Muhalefetin bazı politikalarını eleştiren Uçar, “Kemal Kılıçdaroğlu’nun seçimden önce Ümit Özdağ ile yapmış olduğu ve danışmanlarının dahi haberinin olmadığı, “Altılı Masa olarak her şeyin kararını birlikte alacağız” denilmesine rağmen o birlikteliğin haberi olmaksızın verilen bakanlıklar, yapılan protokolleri düşündüğümüzde muhalefetin doğru bir yolda birleşme ihtimali yok. İstişare kültürünü ön plana çıkartıyoruz. Ama aynı zamanda Altılı Masaya sormadan onların çıkarmış olduğu bir Cumhurbaşkanı adayı Türkiye’de bakanlıklarla veya önemli görevlerle alakalı tek başına bir karar verip protokol imzalıyorsa ise, o ittifakın adından ve şanından bahsetmek doğru değil” dedi.

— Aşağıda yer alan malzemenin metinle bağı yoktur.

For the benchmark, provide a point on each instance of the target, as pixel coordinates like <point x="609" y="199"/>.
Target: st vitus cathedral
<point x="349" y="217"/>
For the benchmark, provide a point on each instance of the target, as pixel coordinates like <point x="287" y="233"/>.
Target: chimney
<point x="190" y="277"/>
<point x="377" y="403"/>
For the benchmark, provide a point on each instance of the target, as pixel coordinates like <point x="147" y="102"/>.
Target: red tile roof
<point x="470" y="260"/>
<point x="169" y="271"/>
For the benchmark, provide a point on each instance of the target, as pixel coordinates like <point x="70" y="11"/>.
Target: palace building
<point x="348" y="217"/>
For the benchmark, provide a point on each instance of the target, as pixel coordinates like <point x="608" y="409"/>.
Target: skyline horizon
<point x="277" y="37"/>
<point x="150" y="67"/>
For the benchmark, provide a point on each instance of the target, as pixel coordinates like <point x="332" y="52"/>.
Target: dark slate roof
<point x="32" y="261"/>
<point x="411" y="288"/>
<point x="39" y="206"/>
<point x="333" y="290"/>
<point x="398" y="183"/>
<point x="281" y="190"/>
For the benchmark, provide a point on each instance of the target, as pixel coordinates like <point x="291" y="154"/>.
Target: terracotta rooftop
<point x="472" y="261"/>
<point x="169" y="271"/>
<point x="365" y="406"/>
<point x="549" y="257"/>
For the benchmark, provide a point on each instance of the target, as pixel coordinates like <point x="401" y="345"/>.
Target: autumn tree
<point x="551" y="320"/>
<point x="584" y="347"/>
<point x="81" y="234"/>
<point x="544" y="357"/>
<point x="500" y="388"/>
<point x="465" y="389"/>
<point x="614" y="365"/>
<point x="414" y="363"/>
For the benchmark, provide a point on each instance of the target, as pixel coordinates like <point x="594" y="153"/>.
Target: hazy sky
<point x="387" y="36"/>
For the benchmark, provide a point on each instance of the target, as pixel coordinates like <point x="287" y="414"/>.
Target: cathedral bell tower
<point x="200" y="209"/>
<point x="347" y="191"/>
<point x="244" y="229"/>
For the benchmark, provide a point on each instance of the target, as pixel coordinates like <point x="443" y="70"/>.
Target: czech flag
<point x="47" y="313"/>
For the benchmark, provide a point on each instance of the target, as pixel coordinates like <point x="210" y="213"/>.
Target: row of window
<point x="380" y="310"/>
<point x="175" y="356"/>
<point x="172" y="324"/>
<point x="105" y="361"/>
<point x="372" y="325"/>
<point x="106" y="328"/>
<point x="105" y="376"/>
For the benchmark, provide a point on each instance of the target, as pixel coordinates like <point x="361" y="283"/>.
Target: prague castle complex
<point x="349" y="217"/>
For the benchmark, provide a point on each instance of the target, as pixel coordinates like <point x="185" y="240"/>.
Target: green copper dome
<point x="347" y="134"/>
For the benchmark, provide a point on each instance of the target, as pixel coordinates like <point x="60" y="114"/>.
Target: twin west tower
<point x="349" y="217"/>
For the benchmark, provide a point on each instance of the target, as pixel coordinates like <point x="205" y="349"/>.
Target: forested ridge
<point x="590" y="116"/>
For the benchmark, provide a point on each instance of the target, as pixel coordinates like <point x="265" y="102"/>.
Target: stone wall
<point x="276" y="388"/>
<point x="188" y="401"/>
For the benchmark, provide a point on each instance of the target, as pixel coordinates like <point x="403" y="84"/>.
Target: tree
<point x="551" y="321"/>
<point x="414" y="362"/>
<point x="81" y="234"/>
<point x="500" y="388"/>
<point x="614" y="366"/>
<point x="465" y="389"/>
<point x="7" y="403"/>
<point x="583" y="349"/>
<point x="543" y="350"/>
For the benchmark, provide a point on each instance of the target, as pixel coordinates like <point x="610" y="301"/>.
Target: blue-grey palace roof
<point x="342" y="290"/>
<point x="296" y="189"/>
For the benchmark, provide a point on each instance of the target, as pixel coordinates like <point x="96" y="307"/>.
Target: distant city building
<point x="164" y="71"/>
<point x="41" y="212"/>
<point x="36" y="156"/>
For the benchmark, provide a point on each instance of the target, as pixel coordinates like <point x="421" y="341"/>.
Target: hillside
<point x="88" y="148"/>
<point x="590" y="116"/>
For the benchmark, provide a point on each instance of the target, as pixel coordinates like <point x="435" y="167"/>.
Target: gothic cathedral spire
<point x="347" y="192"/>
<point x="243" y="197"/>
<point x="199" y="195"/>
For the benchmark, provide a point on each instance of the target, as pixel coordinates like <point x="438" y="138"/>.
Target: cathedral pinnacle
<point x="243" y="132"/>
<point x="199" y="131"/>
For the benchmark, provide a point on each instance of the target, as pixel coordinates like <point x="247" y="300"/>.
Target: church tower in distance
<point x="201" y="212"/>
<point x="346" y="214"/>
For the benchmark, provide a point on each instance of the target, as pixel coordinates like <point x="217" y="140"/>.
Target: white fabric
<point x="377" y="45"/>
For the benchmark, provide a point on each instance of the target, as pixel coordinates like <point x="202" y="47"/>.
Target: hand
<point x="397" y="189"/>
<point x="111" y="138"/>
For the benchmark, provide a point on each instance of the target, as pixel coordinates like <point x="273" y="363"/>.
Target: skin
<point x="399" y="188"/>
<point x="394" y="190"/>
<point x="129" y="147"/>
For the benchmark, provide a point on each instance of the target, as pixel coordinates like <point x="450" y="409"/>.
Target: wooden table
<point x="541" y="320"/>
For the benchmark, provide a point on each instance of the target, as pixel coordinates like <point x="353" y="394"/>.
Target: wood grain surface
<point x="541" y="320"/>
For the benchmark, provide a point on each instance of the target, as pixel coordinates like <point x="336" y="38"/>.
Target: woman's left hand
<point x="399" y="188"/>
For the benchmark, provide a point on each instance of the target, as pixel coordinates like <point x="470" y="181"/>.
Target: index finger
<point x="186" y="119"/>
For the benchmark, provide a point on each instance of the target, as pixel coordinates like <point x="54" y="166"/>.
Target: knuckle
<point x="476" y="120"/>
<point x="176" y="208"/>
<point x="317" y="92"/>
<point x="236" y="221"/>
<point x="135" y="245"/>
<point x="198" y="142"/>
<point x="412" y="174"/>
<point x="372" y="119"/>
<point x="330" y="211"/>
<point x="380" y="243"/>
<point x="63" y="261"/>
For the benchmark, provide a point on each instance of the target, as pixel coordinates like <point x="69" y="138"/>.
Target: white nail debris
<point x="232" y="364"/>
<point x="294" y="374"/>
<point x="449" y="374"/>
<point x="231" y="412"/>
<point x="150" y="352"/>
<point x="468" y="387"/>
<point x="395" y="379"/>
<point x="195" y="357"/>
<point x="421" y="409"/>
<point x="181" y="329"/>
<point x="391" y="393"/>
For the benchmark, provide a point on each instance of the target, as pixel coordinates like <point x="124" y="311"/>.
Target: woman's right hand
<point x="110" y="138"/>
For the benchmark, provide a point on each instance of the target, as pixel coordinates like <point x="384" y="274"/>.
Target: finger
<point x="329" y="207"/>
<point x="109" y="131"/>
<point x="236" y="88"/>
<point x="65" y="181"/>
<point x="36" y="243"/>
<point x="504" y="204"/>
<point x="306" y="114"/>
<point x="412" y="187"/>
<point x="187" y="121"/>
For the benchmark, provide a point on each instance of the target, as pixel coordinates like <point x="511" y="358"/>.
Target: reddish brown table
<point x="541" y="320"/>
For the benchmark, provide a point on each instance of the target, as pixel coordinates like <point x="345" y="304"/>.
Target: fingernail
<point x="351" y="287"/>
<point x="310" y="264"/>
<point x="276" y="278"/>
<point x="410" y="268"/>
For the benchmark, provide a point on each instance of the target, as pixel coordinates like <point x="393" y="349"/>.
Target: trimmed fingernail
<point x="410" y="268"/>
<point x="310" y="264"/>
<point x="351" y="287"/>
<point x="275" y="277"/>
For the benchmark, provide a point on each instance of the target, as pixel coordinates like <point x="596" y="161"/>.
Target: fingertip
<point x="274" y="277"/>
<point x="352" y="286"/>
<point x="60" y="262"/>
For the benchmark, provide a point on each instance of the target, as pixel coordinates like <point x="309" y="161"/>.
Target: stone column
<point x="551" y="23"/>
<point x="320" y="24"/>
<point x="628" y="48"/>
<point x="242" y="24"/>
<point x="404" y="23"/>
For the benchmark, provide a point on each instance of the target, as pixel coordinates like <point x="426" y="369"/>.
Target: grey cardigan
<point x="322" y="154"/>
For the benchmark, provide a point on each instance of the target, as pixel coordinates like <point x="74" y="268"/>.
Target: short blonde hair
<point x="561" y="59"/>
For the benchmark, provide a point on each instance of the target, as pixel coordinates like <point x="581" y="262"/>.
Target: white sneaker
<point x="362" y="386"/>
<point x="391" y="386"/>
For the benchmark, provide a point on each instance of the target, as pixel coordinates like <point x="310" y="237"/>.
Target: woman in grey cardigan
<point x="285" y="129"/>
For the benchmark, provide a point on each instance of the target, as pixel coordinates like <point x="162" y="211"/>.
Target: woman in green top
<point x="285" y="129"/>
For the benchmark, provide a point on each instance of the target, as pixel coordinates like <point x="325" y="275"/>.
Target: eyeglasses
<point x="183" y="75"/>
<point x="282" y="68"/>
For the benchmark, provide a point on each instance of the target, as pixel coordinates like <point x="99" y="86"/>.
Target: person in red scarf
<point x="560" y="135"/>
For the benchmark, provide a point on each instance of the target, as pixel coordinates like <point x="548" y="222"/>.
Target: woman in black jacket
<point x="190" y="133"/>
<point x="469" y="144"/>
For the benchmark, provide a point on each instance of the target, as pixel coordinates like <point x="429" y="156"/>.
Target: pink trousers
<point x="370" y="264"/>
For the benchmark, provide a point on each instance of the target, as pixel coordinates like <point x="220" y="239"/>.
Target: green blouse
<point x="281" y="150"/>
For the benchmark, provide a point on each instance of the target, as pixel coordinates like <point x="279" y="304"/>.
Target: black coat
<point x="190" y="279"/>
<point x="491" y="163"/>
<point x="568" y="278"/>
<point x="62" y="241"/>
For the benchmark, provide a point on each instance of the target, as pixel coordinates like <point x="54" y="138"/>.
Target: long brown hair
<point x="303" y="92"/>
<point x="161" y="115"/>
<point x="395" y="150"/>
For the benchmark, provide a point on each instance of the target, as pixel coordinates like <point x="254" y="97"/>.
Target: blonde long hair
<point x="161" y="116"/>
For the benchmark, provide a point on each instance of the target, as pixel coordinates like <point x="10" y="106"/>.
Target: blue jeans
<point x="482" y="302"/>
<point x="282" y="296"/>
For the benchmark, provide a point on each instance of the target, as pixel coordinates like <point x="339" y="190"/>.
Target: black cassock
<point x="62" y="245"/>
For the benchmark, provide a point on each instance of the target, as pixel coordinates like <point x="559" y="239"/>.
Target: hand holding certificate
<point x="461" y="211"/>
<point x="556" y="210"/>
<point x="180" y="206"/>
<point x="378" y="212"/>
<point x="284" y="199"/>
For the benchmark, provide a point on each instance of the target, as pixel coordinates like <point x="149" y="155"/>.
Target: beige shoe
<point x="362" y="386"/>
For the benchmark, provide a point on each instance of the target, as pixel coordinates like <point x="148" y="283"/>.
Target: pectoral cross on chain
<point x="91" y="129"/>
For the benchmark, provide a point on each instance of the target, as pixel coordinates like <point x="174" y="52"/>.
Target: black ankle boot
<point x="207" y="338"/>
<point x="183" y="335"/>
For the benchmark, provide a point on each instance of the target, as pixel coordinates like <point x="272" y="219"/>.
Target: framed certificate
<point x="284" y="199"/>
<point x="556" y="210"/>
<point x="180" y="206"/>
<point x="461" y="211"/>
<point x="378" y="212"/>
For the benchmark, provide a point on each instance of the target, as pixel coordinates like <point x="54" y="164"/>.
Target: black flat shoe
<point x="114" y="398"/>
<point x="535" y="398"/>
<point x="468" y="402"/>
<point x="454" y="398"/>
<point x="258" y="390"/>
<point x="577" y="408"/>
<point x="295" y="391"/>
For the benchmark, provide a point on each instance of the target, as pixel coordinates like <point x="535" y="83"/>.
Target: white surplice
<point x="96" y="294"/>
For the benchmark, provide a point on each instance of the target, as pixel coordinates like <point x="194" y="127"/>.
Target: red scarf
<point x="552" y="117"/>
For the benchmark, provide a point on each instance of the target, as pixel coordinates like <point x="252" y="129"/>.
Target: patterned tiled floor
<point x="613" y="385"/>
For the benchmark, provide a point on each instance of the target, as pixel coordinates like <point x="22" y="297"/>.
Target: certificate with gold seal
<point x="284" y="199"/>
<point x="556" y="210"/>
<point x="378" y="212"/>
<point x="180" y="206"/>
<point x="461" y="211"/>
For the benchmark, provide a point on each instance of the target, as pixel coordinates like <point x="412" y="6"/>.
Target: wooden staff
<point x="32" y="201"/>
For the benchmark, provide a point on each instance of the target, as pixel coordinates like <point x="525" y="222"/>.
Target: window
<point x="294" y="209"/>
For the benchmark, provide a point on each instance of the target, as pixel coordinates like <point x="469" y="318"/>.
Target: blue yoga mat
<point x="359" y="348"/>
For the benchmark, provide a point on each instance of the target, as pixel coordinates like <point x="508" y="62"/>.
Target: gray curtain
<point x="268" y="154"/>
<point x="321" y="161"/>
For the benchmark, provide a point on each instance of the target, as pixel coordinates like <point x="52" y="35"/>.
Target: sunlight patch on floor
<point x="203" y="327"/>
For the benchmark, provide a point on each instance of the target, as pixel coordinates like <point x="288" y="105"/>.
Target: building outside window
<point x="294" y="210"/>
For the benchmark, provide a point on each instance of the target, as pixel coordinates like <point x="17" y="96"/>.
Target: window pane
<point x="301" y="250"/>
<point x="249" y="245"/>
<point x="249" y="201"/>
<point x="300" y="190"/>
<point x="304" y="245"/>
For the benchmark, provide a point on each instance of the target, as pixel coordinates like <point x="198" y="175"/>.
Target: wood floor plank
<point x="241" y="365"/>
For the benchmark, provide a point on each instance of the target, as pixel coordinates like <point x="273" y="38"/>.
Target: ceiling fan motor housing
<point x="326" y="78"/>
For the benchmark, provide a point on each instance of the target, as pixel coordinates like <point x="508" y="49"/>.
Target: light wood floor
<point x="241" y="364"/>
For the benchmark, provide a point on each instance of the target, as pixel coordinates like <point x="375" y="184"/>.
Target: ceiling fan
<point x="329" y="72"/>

'MUHALEFET DERS ALMALI VE ÇALIŞMALI'

AK Parti’nin 2002 yılından beri devam eden bir iktidarının söz konusu olduğunu dile getiren Uçar, muhalefet partilerinin de bu konuda vatandaşların içine inerek bir seçim çalışması yapmaları gerektiğinin altını çizdi. Uçar, “Bunu aday anlamında bölgesel olarak analiz edebilirler veya daha milliyetçi muhafazakar bir kesime hitap eden Türkiye alt yapısında vatandaşın dilinden anlayacak adayları sahaya sürebilirler. Umarım genel seçimlerde yapmış oldukları ittifak yanlışlarından ders alarak daha güçlü bir şekilde birlikteliği bozmadan sahada çalışmalarına devam ederler. Muhalefet şu an yerel seçimler için genel seçimlerden çok daha fazla çalışmak zorunda kalacak ancak şu an tam tersini görüyoruz. Umarım bu değişir ve bu süreç yürütülür” diye konuştu.

11-11-5

'KONYA’DA ULAŞIM VE ALT YAPI SORUNU VAR'

Konya’da her zaman olduğu gibi 2024 yerel seçimlerinde de vatandaşın AK Parti’den yana oyunu kullanacağını ifade eden Uçar sözlerine son olarak şunları ekledi, “Konya Büyükşehir Belediye Başkanı Uğur İbrahim Altay’ın karşına daha güçlü bir aday çıkar mı? Muhalefetten güçlü bir isim aday olabilecek mi? Muhalefetten çıkan bir adayın projeleri, şu anki belediye başkanının projelerini gölgede bırakacak mı?” gibi konuları da bu noktada düşünmemiz gerekir. Konya Belediyeciliği noktasında ise güzel çalışmalar var. Konya’daki belediyeler sahada aktifler. Ama eleştirel yaklaşmamız gereken hususlar da var. Özellikle kış döneminde başta sanayi bölgeleri olmak üzere ciddi bir alt yapı problemi ortaya çıktı. Konya büyük bir sanayi kenti olduğu için şehir o bölgelere taşınırken bu anlamda şehrin alt yapısının da oluşturulması ve ulaşımın daha iyi olması gerekiyor. Konya’da Organize tarafında olan ulaşımda da problemler görüyoruz. Bunun için ulaşım ve alt yapı noktasında gerekli çalışmaların yapılması gerekiyor. Bunların yanı sıra Konya’da çok fazla konut ihtiyacı var ve imara açılacak alanlar açılmıyor. Belediyelerin bence Konya’yı Meram, Karatay, Selçuklu olarak 3’e ayırıp tarım yapılamayacak bölgelerin dışındaki alanların tamamını bölgelerine göre imara açıp arsa anlamında çalışmalar yapması gerekiyor. Bu imar ve arsa sorununun bu şekilde devam etmesi Konya’da arsanın nadir bulunmasına neden oluyor. Bu da arsanın değerini artıyor ve konut fiyatlarına yansıyor. O yüzden bu noktada çalışmaların yapılması gerekiyor.”